Status

Current state: Under Discussion

Discussion thread:

JIRA:

Motivation

Kafka is designed to allow messages with the same key from the same producer to be consumed in the same order as they are produced. This feature is useful for applications which maintain local states per key. However, as of current design of Kafka, this in-order delivery is not guaranteed if we expand partition of the topic. This KIP proposes a design to support in-order message delivery even if we expand partition of the topic.

Public Interfaces

Zookeeper

Update the znodes /brokers/topics/[topic]/partitions/[partition] to use the following json format

{
  "version" : int32,
  "partition_epoch" : int32
  "leaderEpochAfterCreation" : {      <-- NEW. This represents a map from partition to leaderEpoch for lower partitions.
    int32 -> int32
    ...
  },
  "leaderEpochBeforeDeletion" : {     <-- NEW. This represents a map from partition to leaderEpoch for lower partitions.
    int32 -> int32
    ...
  }
}

Protocol

1) Update LeaderAndIsrRequest to re-use topic field for all its partitions and add field undeleted_partition_count for each topic.
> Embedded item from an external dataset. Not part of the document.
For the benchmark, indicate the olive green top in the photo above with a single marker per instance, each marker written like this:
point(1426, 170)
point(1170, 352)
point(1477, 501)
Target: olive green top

LeaderAndIsrRequest => controller_id controller_epoch topic_states live_leaders
  controller_id => int32
  controller_epoch => int32
  topic_states => [LeaderAndIsrRequestTopicState]    <-- NEW. This field includes LeaderAndIsrRequestPartitionState
  live_leaders => [LeaderAndIsrRequestLiveLeader]

LeaderAndIsrRequestTopicState => topic partition_states
  topic => str                                       <-- This is moved from LeaderAndIsrRequestPartitionState.
  undeleted_partition_count => int32                 <-- NEW. This is the total number of partitons of this topic.
  partition_states => [LeaderAndIsrRequestPartitionState]
 
LeaderAndIsrRequestPartitionState => partition leader leader_epoch isr zk_version replicas
  partition => int32
  controller_epoch => int32
  leader => int32
  leader_epoch => int32
  isr => [int32]
  zk_version => int32
  replicas => [int32]
  is_new_replica =>  boolean

2) Update ProduceRequest to include undeleted_partition_count per topic.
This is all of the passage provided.